De la suspicion naissait le refus de la différence derrière laquelle se profilait le diable mais, les mots ne suffisant plus, on s’orientait vers une juridiction permettant d’en venir aux actes.

Colette Arnould

Comme l’explique notre auteure l’hérésie du point de vue des autorités religieuses représente la condamnation morale de toute croyance contraire à la foi chrétienne. Par contre, du point de vue de ceux qui résistent au pouvoir religieux il n’y a pas hérésie mais bien esprit critique ou expression d’idéologies et de croyances différentes comparées à ce que les dogmes de la foi chrétienne affirment. Il est important de bien saisir ces deux points de vue pour comprendre les conditions ayant prévalues à l’émergence de l’Inquisition.
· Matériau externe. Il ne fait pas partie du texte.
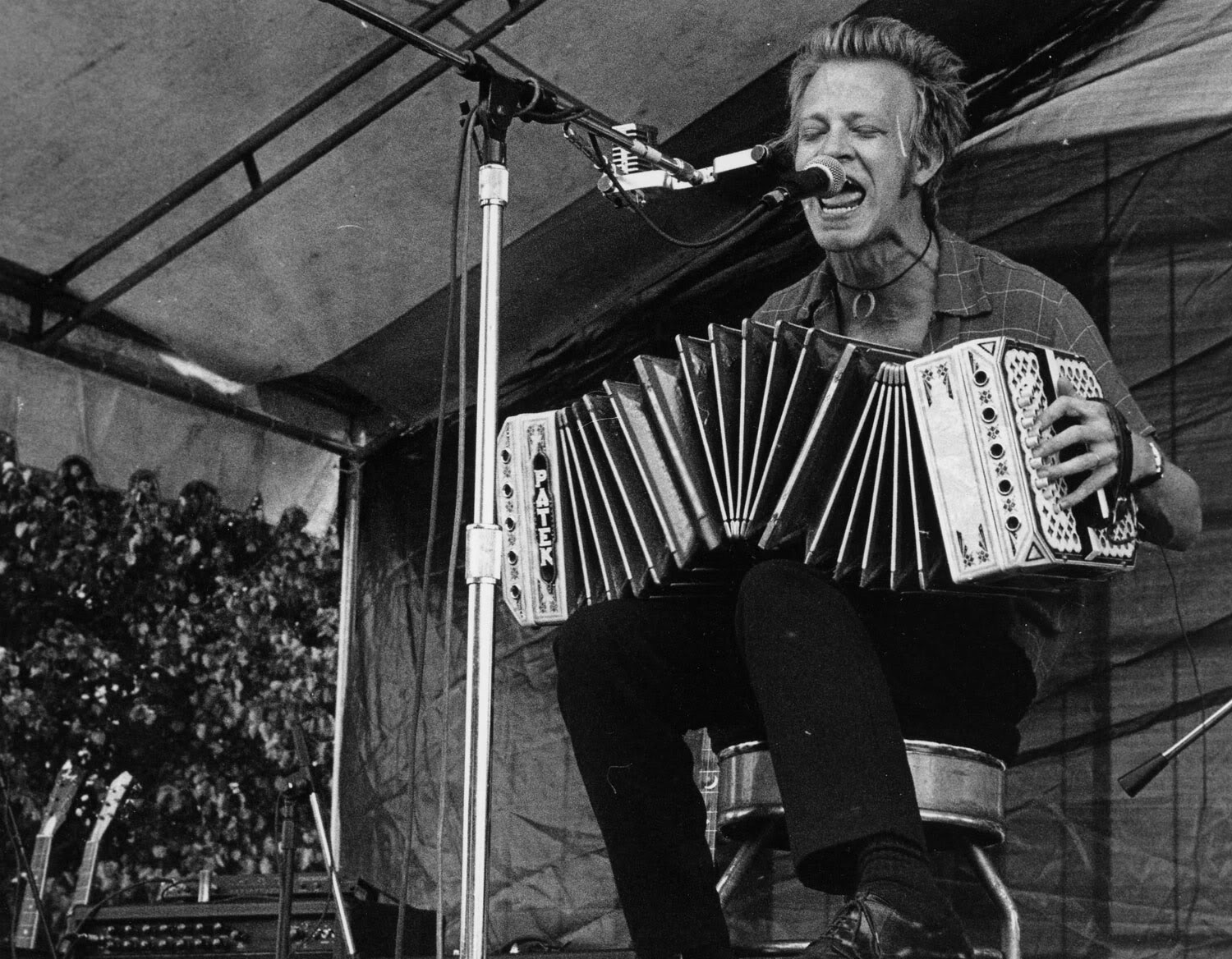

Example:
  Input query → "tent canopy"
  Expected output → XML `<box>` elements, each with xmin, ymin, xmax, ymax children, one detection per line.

<box><xmin>0</xmin><ymin>0</ymin><xmax>1173</xmax><ymax>446</ymax></box>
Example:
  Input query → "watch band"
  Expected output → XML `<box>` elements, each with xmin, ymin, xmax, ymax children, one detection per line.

<box><xmin>1130</xmin><ymin>437</ymin><xmax>1163</xmax><ymax>491</ymax></box>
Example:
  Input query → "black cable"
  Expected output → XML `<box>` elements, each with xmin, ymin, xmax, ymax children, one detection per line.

<box><xmin>436</xmin><ymin>107</ymin><xmax>471</xmax><ymax>959</ymax></box>
<box><xmin>404</xmin><ymin>95</ymin><xmax>478</xmax><ymax>959</ymax></box>
<box><xmin>0</xmin><ymin>773</ymin><xmax>58</xmax><ymax>959</ymax></box>
<box><xmin>1160</xmin><ymin>547</ymin><xmax>1210</xmax><ymax>922</ymax></box>
<box><xmin>56</xmin><ymin>875</ymin><xmax>189</xmax><ymax>959</ymax></box>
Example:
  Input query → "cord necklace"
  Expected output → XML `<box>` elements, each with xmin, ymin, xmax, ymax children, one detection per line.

<box><xmin>830</xmin><ymin>230</ymin><xmax>933</xmax><ymax>320</ymax></box>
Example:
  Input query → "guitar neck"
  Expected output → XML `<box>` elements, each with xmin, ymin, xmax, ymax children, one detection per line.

<box><xmin>73</xmin><ymin>838</ymin><xmax>103</xmax><ymax>906</ymax></box>
<box><xmin>12</xmin><ymin>835</ymin><xmax>52</xmax><ymax>949</ymax></box>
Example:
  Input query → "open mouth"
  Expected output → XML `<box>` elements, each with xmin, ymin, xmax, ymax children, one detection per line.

<box><xmin>822</xmin><ymin>180</ymin><xmax>865</xmax><ymax>212</ymax></box>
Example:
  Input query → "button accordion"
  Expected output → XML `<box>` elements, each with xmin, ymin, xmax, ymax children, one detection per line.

<box><xmin>498</xmin><ymin>320</ymin><xmax>1136</xmax><ymax>626</ymax></box>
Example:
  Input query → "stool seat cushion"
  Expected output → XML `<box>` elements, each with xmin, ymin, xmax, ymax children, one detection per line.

<box><xmin>717</xmin><ymin>740</ymin><xmax>1005</xmax><ymax>848</ymax></box>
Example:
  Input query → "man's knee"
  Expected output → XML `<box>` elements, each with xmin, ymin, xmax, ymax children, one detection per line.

<box><xmin>552</xmin><ymin>601</ymin><xmax>636</xmax><ymax>695</ymax></box>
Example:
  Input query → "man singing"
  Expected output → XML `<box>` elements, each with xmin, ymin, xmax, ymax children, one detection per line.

<box><xmin>556</xmin><ymin>18</ymin><xmax>1202</xmax><ymax>959</ymax></box>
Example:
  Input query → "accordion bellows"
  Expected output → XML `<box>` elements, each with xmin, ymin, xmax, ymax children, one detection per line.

<box><xmin>497</xmin><ymin>320</ymin><xmax>1136</xmax><ymax>626</ymax></box>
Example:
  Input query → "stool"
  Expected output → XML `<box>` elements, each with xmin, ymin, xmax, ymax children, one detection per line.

<box><xmin>717</xmin><ymin>740</ymin><xmax>1022</xmax><ymax>959</ymax></box>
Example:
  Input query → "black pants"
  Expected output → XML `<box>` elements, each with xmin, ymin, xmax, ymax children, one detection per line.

<box><xmin>556</xmin><ymin>560</ymin><xmax>1035</xmax><ymax>959</ymax></box>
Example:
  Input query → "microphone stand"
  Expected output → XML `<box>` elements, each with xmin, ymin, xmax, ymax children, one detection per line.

<box><xmin>291</xmin><ymin>718</ymin><xmax>356</xmax><ymax>959</ymax></box>
<box><xmin>1116</xmin><ymin>700</ymin><xmax>1232</xmax><ymax>796</ymax></box>
<box><xmin>313</xmin><ymin>0</ymin><xmax>705</xmax><ymax>959</ymax></box>
<box><xmin>274</xmin><ymin>773</ymin><xmax>308</xmax><ymax>959</ymax></box>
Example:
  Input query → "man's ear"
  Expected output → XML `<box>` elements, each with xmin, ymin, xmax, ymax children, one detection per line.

<box><xmin>912</xmin><ymin>142</ymin><xmax>941</xmax><ymax>186</ymax></box>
Il faut aussi nous intéresser au fait que l’Église elle-même est au prise avec une crise morale interne risquant de miner son autorité sur la plèbe, pour le dire dans le langage péjorativement connoté de l’époque. Dans l’extrait qui suit de l’Histoire de l’Inquisition au Moyen-âge d’H.-C. LEA, les voix qui s’élèvent pour critiquer le clergé de l’époque expriment bien le sentiment qui animera les Inquisiteurs pour contrer toute forme de décadence.

Un des principaux objets de la convocation du grand concile de Latran, en 1215, était le désir de corriger les vices du clergé. À cet effet on adopta de nombreux canons en vue de la suppression des principaux abus, mais les décisions du concile restèrent lettre morte. Les abus étaient trop profondément enracinés. Quatre ans plus tard, Honorius III, dans une encyclique adressée à tous les prélats du monde chrétien, dit qu’il a attendu jusqu’alors pour voir les effets du concile, mais que les maux de l’Église lui paraissent augmenter plutôt que diminuer. «Les ministres de l’autel, pires que des bêtes se roulant dans leur fumier, se font gloire de leur ignominie, comme à Sodome. Ils sont un piège et un fléau pour les fidèles. Beaucoup de prélats dépensent les biens qui sont confiés à leur garde et dispersent sur les places publiques les ressources du sanctuaire; ils donnent de l’avancement aux indignes, ils dilapident les revenus de l’Église au profit des méchants et transforment les églises en conventicules à l’usage de leurs familles. Moines et nonnes rejettent le joug, brisent leurs chaines et se rendent aussi méprisables que du fumier. C’est pour cela que l’hérésie fleurit. que chacun de vous ceigne son épée et n’épargne ni son frère ni son plus proche parent.»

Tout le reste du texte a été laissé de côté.